Non è incongruo, a questo punto, citare Annigoni come figura maestra di riferimento, anche se poi risulta del tutto personale il gusto scenografico che Borrello mette in luce, quando compone un'opera complessa e rischiosa come "La strage degli innocenti"(fig.3). Si tratta di una trasposizione allegorica di taglio rinascimentale, eseguita a penna biro monocroma, dove le fughe prospettiche, focalizzate da un'ombra nera a forma di croce sull'impiantito di un cortile di sapore metafisico, rispondono a leggi costruttive classiche. Le presenze scultoree dei guerrieri alludono a una violenza fredda, dove è stata esclusa la presenza del sangue. Le figure infantili sono drammatiche e contorte, come le posture delle donne indifese e disperate. Le qualità compositive di quest'opera non contraddicono certo la serena bellezza dei ritratti appena citati, e tuttavia aprono lo spazio a nuove interrogazioni sulle motivazioni più nascoste di questo maestro del segno.

Vittorio Sgarbi
Milano 2005

l'eleganza di un segno infinito
Capita sempre più di rado, per noi che osserviamo ogni giorno composizioni d’arte, di provare emozioni, stupore, o di conservare la memoria di un’immagine vista in un’esposizione: la condizione stessa del nostro lavoro di critici ci costringe a mantenere distacco e oggettività. Purtroppo, molto spesso l’arte contemporanea è lo specchio del tempo in cui viviamo, dove il messaggio, anche se criptico, gioca sul significante, abbandonando la lezione degli antichi, i quali ben sapevano coniugare la sostanza espressiva alla realizzazione tecnica. Come il nostro udito mal sopporta una musica dai timbri stridenti, così i nostri occhi rigettano, in fondo, colori male assemblati sulla tela, la tavolozza dal pigmento impuro, con i grigi o i bianchi tutt’altro che asettici.

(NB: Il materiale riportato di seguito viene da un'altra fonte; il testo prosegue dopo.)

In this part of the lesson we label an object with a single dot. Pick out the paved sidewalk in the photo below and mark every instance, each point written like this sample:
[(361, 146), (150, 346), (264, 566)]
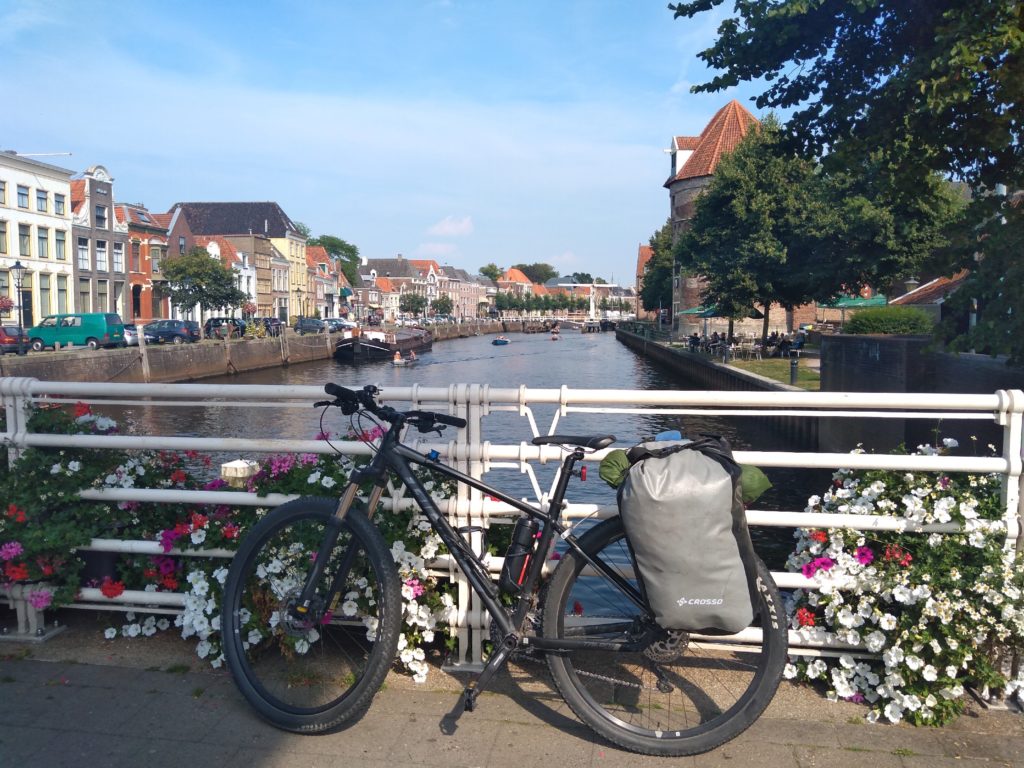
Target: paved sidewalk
[(148, 702)]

L’arte contemporanea ha ormai posto in secondo piano il segno a matita di contorno e il disegno come narrazione compiuta in bianco e nero. Il lavoro lirico creativo e la sua alta esecuzione tecnica sono invece gli elementi portanti del messaggio figurale di Giuseppe Borrello. Egli, in questo tempo di avanguardie, di artisti che rinunciano al bello, è da considerarsi, a mio avviso, una sorta di eretico.
Alla negatività immanente dell’uomo, che per molti maestri del segno e del colore è solo più cancellazione, non rappresentabile se non con l’espressività informale, o meglio, con la non-forma, Giuseppe Borrello sembra rispondere quasi con candore. Da dove siamo partiti? Da dove ricomincia il dialogo, da tempo interrotto, con la rappresentazione riconoscibile?. Ponendosi queste domande egli riprende il tracciato dei maestri antichi, nel loro amore per la verità nell’uomo, nella figura esaltata, nella bellezza naturale e spirituale (momenti, a volte, irripetibili) coniugati insieme.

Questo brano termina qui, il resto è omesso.